Para substituir os selos de D. Carlos ainda em curso, mandou a Casa da Moeda em Outubro de 1908, as provas dos novos selos para aprovação régia. Eram sete os artistas concorrentes, na sua maioria estrangeiros, sendo escolhidos dois trabalhos do português Domingos Alves Rego, que os desenhou e gravou. Os valores de 2,5 a 80 reis foram impressos a uma cor sobre papel esmalte branco, os valores de 100 a 300 reis a uma cor sobre papel porcelana colorido, e os valores de 500 e 1000 reis a duas cores sobre papel esmalte branco.
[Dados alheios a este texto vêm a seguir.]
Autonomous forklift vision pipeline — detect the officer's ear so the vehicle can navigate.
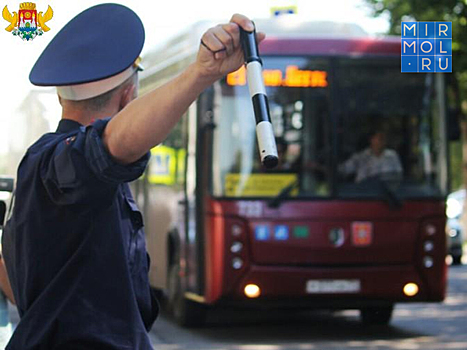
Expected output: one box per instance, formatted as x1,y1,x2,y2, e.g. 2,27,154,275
120,84,136,110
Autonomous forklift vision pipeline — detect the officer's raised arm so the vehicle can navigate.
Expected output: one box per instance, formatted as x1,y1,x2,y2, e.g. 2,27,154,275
103,14,264,164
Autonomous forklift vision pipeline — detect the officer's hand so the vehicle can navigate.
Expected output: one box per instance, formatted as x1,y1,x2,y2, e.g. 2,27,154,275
195,14,265,81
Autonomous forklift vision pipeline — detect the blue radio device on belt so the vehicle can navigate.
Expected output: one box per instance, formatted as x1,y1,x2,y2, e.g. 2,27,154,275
240,28,279,168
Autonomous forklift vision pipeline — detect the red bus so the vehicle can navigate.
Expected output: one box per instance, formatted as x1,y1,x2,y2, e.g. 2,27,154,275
136,19,449,325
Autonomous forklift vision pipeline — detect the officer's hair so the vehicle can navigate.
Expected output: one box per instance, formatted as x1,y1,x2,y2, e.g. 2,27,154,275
69,75,138,112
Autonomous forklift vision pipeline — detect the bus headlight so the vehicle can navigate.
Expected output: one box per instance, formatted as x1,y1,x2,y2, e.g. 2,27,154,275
423,241,435,252
425,224,436,236
243,284,261,298
230,241,243,253
423,256,434,269
446,198,462,219
403,282,419,297
232,258,243,270
232,224,243,237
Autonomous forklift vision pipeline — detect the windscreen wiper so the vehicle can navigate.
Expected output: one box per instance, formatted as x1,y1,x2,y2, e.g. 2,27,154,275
268,180,299,208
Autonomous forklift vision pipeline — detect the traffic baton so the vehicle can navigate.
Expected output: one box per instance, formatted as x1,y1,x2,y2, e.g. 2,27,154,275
240,27,279,169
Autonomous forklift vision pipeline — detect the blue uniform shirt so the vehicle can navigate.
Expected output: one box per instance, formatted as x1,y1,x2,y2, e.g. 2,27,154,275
2,119,158,350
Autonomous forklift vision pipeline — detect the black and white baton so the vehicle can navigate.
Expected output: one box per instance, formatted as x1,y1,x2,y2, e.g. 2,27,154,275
240,28,279,168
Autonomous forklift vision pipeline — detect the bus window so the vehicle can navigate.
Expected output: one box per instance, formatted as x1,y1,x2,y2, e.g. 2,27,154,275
336,58,444,198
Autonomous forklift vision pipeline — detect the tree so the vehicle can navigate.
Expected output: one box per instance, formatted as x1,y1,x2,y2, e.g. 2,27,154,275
365,0,467,187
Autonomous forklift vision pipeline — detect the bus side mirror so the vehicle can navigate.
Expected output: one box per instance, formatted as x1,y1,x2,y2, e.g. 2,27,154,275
448,108,461,141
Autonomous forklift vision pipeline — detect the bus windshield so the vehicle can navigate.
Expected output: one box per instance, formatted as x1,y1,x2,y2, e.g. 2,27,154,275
212,56,447,199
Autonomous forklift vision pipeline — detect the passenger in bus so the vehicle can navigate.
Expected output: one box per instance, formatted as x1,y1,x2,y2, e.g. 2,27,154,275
339,130,403,182
2,4,264,350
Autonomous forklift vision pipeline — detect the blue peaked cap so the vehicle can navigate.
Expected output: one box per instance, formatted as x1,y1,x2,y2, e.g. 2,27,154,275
29,4,144,86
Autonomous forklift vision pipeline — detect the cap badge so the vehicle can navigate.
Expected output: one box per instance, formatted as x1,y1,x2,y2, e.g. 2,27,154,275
2,2,54,41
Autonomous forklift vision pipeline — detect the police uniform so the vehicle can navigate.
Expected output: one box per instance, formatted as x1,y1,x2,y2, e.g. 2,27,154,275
2,4,158,350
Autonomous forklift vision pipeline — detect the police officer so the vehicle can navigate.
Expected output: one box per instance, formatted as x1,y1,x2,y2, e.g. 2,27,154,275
2,4,263,350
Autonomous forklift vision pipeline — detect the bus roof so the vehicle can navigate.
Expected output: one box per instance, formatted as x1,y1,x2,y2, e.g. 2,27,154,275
142,15,401,85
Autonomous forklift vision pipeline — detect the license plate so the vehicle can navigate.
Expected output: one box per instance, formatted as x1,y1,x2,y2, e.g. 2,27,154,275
306,280,361,294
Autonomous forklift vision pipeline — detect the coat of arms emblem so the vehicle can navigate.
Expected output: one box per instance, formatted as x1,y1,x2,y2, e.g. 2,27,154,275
2,2,54,41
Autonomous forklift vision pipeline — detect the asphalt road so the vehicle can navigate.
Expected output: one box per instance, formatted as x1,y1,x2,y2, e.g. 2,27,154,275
151,265,467,350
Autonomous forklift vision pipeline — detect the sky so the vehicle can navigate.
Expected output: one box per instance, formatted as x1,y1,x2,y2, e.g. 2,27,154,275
0,0,388,155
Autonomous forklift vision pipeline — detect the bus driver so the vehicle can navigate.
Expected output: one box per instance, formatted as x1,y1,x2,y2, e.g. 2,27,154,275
339,130,402,182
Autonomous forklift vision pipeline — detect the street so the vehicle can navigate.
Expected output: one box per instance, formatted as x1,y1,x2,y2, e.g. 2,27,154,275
151,264,467,350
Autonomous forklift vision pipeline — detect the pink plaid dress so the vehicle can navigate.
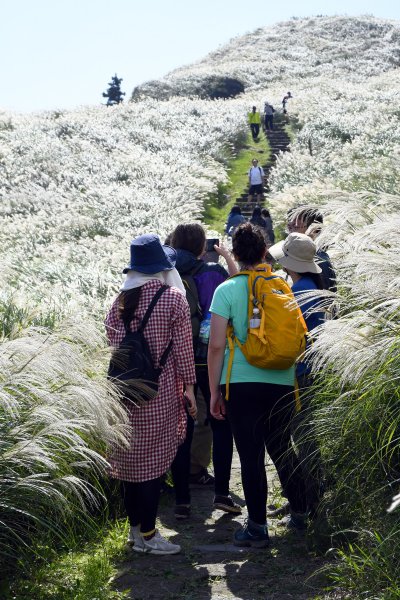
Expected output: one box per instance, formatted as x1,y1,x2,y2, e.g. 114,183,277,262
106,279,196,481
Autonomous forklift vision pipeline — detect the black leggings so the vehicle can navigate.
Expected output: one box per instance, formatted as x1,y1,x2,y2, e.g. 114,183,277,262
171,367,233,504
121,477,161,533
222,383,306,525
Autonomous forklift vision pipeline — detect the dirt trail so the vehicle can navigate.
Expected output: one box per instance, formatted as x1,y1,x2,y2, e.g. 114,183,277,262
115,455,337,600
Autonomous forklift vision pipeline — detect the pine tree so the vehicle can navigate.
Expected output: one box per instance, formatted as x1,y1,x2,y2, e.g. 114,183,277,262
103,74,125,106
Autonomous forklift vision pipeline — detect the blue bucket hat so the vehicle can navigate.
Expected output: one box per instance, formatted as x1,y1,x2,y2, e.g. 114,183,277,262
122,233,176,275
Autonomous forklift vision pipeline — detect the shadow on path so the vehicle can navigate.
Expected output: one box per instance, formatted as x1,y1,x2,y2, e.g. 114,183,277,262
114,457,335,600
Tipografados na Casa da Moeda em folhas de 100 selos com denteado 15x14, foram emitidos 15.020.000 do 2,5 reis violeta, 19.122.000 do 5 reis preto, 9.000.000 do 10 reis verde, 1.500.000 do 15 reis castanho, 3.000.000 do 20 reis carmim, 35.000.000 do 25 reis castanho escuro 3.750.000 do 50 reis azul, 450.000 do 75 reis bistre, 300.000 do 80 reis ardósia, 900.000 do 100 reis bistre s/ verde, 600.000 do 200 reis verde s/ salmão, 300.000 do 300 reis preto s/ azul, 140.000 do 500 reis sépia e castanho escuro, e 84.000 do 1000 reis azul e preto. Estes selos circularam até Março de 1913, juntamente com os selos com sobrecarga “REPUBLICA”.

   

   

     

     

 

D. MANUEL II. Rei de Portugal de 1908 a 1910, nasceu a 15 de Novembro de 1886, e era o segundo filho do Rei D. Carlos I e da Rainha D. Amélia de Bragança. Chamado à regência pela tragédia que o enlutou, roubando a vida a seu pai e a seu irmão mais velho, o príncipe D. Luiz Filipe, foi aclamado rei em 6 de Maio de 1908. O seu curto reinado foi marcado pela infelicidade que trouxe a Portugal não só a natureza, como a ostensividade dos adeptos republicanos aproveitando o desmembramento da unidade monárquica. A 3 de Outubro de 1910 rebentou a revolução republicana que terminou com a proclamação do novo regime, em 5 de Outubro. D. Manuel que se viu abandonado no palácio das necessidades, e assim, sem qualquer possibilidade de reagir, partiu para Mafra e daí para a Ericeira, embarcando com sua mãe e avó no Iate Amélia, onde seu tio D. Afonso já se encontrava. D. Manuel pensou ainda refugiar-se no Porto e tomar uma ofensiva contra a República, mas D. Amélia opôs-se e o iate partiu para Gibraltar. D. Manuel que fixou residência em Inglaterra onde casou com a princesa alemã D. Augusta Vitória neta de Leopoldo de Hohenzollern, mesmo de longe, seguia a política do seu país, tendo posto de sobreaviso o governo português, quando das ideias absorcionistas do então Rei de Espanha, Afonso XIII. Faleceu a 2 de Julho de 1932, tendo o seu corpo sido trazido para Portugal a bordo do cruzador inglês “Concord” repousando no Panteon Real em S. Vicente, conforme seu desejo.